Ta strona została uwierzytelniona.

Kto umie złożyć urząd tak jak go sprawować,
Temu może Węgierski imienin winszować.
Nie żądam byś był więcej niż jesteś szczęśliwym,
Pierwsze szczęście umieć być zdatnym i poczciwym.
Ni ci nader długiego będę życzyć wieku,
Nie raz swą sławę przeżyć zdarzało się człeku.
Jeźli prawda, że jest ktoś co rządzi Niebiosy,
Powinien pewnie umieć szanować twe losy.
Czegożby była nasza łatwowierność warta,
Gdyby skutkiem nadzieja nie została wsparta!
Ktokolwiek światem włada, Bóg, czy przyrodzenie[1],
Jedno tylko dla ciebie mam do nich życzenie;
Gdy szczęścia nasze od twych nowych Praw zawisły,
By cnotę wlać raczyły w Polaków umysły.
Nie jestem z tych co przyszłość malują szczęśliwą.
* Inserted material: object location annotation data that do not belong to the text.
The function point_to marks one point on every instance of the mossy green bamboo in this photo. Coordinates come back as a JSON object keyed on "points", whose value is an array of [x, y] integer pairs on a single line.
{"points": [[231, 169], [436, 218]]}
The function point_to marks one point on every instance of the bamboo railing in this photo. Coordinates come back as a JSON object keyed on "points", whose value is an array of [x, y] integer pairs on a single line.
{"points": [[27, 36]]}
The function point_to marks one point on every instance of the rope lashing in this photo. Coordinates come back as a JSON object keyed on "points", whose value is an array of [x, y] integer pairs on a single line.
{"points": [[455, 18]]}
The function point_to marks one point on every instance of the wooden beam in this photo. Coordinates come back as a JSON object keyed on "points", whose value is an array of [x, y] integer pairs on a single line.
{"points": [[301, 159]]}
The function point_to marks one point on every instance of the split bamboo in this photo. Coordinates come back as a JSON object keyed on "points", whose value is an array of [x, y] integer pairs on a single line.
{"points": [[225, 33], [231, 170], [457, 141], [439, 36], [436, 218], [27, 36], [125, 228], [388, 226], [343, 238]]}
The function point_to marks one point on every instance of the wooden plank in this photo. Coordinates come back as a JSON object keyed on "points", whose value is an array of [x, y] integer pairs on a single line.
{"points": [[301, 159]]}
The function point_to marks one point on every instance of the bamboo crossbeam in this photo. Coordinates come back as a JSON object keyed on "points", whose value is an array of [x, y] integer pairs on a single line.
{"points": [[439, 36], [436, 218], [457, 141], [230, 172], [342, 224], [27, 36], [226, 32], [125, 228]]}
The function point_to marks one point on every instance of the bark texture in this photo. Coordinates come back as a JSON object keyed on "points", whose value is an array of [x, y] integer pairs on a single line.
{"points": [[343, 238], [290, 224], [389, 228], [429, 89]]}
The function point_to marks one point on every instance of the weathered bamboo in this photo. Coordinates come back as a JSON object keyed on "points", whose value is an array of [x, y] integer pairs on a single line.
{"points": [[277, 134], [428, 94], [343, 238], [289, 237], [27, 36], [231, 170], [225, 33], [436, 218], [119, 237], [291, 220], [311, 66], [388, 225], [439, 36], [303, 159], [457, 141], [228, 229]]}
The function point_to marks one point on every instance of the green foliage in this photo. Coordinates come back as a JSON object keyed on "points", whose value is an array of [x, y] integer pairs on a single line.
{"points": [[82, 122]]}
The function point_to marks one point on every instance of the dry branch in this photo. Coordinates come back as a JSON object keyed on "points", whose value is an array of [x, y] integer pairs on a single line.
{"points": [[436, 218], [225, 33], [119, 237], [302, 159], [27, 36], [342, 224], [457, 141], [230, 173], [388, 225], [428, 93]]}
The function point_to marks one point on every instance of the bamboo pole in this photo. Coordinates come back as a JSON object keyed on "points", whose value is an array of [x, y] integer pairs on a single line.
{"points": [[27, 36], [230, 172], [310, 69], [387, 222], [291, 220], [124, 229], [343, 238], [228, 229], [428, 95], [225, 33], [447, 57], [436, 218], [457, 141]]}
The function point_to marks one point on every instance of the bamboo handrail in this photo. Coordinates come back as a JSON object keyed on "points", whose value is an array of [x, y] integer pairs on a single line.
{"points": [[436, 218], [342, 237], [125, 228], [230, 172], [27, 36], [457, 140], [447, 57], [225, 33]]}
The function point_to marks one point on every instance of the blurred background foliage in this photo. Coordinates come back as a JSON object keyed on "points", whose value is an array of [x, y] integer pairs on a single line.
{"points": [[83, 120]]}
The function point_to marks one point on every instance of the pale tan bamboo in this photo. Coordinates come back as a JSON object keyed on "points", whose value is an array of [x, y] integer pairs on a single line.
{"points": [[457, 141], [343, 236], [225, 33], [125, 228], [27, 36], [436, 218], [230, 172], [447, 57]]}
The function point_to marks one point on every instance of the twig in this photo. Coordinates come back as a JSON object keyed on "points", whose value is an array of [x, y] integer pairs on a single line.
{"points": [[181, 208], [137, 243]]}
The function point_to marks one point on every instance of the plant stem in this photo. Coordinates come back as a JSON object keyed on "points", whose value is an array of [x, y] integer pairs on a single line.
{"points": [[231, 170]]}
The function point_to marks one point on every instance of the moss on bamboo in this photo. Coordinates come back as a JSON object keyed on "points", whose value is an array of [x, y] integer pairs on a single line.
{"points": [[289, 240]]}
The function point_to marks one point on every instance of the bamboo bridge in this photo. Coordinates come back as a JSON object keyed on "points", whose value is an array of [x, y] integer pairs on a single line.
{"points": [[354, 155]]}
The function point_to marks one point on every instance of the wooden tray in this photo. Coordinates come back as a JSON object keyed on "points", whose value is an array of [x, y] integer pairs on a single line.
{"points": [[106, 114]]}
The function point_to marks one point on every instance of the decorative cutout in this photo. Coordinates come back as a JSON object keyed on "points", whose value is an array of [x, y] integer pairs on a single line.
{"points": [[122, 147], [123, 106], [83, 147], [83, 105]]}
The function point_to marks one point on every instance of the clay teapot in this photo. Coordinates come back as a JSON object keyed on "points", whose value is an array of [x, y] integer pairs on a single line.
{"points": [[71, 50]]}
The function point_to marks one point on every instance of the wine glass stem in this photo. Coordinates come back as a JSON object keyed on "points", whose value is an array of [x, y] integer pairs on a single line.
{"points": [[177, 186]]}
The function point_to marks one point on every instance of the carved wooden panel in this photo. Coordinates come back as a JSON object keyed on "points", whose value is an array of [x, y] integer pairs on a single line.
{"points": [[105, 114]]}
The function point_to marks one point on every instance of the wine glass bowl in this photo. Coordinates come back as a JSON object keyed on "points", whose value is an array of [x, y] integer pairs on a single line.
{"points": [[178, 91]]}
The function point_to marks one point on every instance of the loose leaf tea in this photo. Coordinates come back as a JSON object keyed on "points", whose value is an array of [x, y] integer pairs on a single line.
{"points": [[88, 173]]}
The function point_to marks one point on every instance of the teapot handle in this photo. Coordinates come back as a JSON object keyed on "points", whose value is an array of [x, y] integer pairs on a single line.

Przeszłe dzieje boleścią rażą mnie dość żywą:
Częstom widział na Sejmach zgromadzone Stany,
Interessem z słabością miotane w przemiany.
Darujcie mi kochane Sarmaty raz jeszcze,
Że nie dobrze po waszych sercach sobie wieszczę.
Znasz to już doskonale nieszczęsny Narodzie,
Żeś się nadto w nagannej zakochał swobodzie.
Chce Król twojej poprawy, chcą ludzie cnotliwi,
Ale się temu pycha z chciwością przeciwi!
Ten co bezkarnie człeka wypędzi, zabije,
Rad jest gardzić Prawami pod któremi żyje.

  1. Niewątpi się tu o istności Boga tylko się przywodzi rozmaite systema.